AI関連投資の膨張に対応する資金調達戦略

アルファベットが100年債発行を検討する背景には、膨張を続ける人工知能(AI)関連投資への資金確保が大きな目的とされている。同社は今年の設備投資額を、前年のほぼ倍となる最大1850億ドル(約29兆円)とする計画を立てており、これらの資金は主にデータセンター建設などAIインフラ整備に充てられる見込みだ。

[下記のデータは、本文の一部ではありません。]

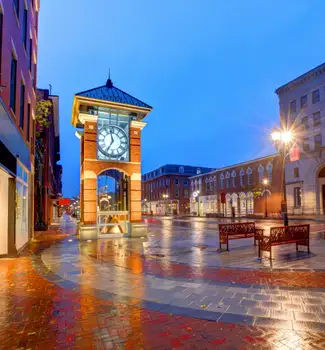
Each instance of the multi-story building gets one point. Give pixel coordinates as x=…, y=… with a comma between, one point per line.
x=166, y=190
x=48, y=173
x=18, y=52
x=302, y=109
x=249, y=188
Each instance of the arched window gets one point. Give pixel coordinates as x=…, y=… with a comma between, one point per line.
x=260, y=173
x=249, y=173
x=233, y=175
x=269, y=169
x=242, y=174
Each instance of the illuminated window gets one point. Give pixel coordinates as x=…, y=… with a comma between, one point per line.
x=316, y=118
x=13, y=83
x=303, y=101
x=315, y=96
x=297, y=197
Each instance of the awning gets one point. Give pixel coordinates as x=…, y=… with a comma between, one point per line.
x=11, y=138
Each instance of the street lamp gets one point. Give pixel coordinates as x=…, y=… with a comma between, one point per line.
x=197, y=198
x=283, y=140
x=265, y=183
x=165, y=196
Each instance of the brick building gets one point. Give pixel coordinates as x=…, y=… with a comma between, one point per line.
x=302, y=110
x=166, y=190
x=18, y=52
x=240, y=187
x=48, y=173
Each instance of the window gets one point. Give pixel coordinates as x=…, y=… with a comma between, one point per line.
x=242, y=174
x=316, y=118
x=304, y=123
x=303, y=101
x=293, y=106
x=16, y=6
x=297, y=197
x=22, y=106
x=260, y=173
x=30, y=54
x=1, y=34
x=305, y=145
x=28, y=122
x=315, y=96
x=221, y=181
x=24, y=28
x=249, y=176
x=13, y=83
x=318, y=142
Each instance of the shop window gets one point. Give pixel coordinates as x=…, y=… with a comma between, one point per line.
x=303, y=101
x=316, y=118
x=1, y=35
x=13, y=83
x=21, y=206
x=22, y=107
x=296, y=172
x=316, y=96
x=304, y=123
x=318, y=142
x=297, y=197
x=24, y=28
x=16, y=6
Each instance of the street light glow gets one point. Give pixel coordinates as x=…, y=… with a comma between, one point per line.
x=287, y=136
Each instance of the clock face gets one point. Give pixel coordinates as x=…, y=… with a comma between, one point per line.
x=112, y=142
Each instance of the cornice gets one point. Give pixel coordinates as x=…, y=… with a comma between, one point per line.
x=312, y=74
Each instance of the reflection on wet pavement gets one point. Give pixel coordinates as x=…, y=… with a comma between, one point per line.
x=173, y=290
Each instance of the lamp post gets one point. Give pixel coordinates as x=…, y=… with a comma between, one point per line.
x=197, y=198
x=282, y=140
x=165, y=196
x=265, y=183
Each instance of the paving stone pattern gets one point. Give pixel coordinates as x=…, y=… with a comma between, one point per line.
x=117, y=294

報道によれば、100年債は英ポンド建てで発行され、主に年金基金や保険会社などの長期投資家による購入が見込まれている。IT企業による100年債発行は、1997年に米通信機器メーカーのモトローラが行って以来の事例となる。それ以外では、英オックスフォード大学などがポンド建てで発行した少数の例があるのみだ。

米IT大手間で活発化する資金調達競争

アルファベットに限らず、米IT業界では巨額の設備投資を巡る動きが活発化している。競合他社であるマイクロソフトやメタ(旧フェイスブック)も、AIやクラウドコンピューティング分野への投資拡大を目的とした大規模な資金調達を進めている状況だ。

このような動向は、AI技術を巡る競争が激化する中で、各社が多様な資金調達手段を模索していることを示している。100年債のような超長期債の発行は、安定した長期資金を確保することで、将来の技術開発や市場拡大に備える戦略の一環と見られる。

アルファベットの今回の計画が実現すれば、IT業界における資金調達の在り方に新たな先例を築くことになり、今後の業界動向に大きな影響を与える可能性が高い。投資家の反応や市場の評価が注目される。